The National Healthcare Anti-Fraud Association approximates 3 to 10 percent of annual healthcare expenditures account to fraudulent claims. This means that in the $600 billion spent for Medicare back in 2012, $60 billion was lost to healthcare fraud. This loss becomes the burden of honest taxpayers and experts have been quick to surmise that these numbers are poised to inflate due in large part to our aging baby boomers.
The Kaiser Family Foundation states that presently, 10,000 baby boomers turn 65 on a daily basis. Not only does this age bracket account to a higher per capita health costs at $9,744 compared to the 25 to 44 bracket at $2,739, this specific demographic is also prone to painting the Health Care fraud crisis grey. While most people would like to believe that the elderly population is the least likely to commit criminal acts, various factors could actually prove otherwise.
One of the biggest factors to the greying of the Health Care fraud crisis is the exponential increase of senior citizens in the country. By 2030, this population will hit the 70 million mark and by the year 2050, it is expected to reach 90 million. This sheer number alone has triggered a dramatic rise in the total number of healthcare fraudsters belonging to the elderly demographic. Factor in how 1 out of 5 of these seniors has no retirement savings– as per a recent Federal Reserve Board survey– it is easy to see why an increasing number of our seniors resort to healthcare fraud.

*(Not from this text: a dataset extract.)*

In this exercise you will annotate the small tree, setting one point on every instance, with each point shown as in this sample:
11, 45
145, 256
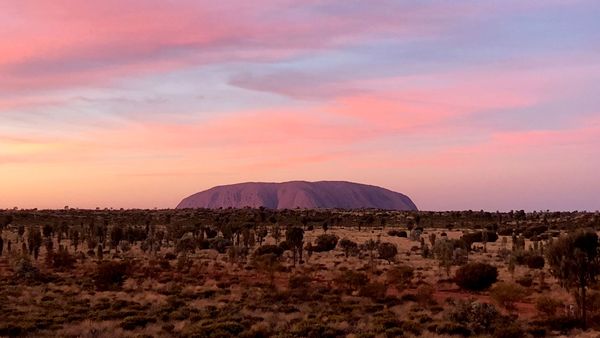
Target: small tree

Other factors could also contribute in this phenomenon. To name a few: there’s the dramatic drop in home values which could trigger elderly candidates to set fire to their shelters for an insurance bailout; large debt incurred due to poor lifestyle choices both in the past and in the present (one survey revealed that 63 percent of baby boomers believe in the importance of living “in the here and now” as opposed to the 47% who prioritize saving for the future and while a large portion of the people surveyed fear going broke as many as 33 percent was not ready to sacrifice entertainment for future financial security); and insecurity about Social Security which could prompt seniors to take matters into their own hands.
Since the formation of the Justice Department’s Medicare Fraud Strike Force in 2007, around 2,000 people nationwide have been charged with crimes that had amounted to $6 billion. Among them are elderly people including Robert Glazer, a 67 year old Los Angeles doctor who signed fraudulent documents and prescriptions for a scheme that peaked at $33 million; and Charlotte, North Carolina’s Margarita Grishkoff, 60, who pleaded guilty to submitting $28.3 million in fraudulent claims via a network of self-owned physical therapy clinics based in Florida.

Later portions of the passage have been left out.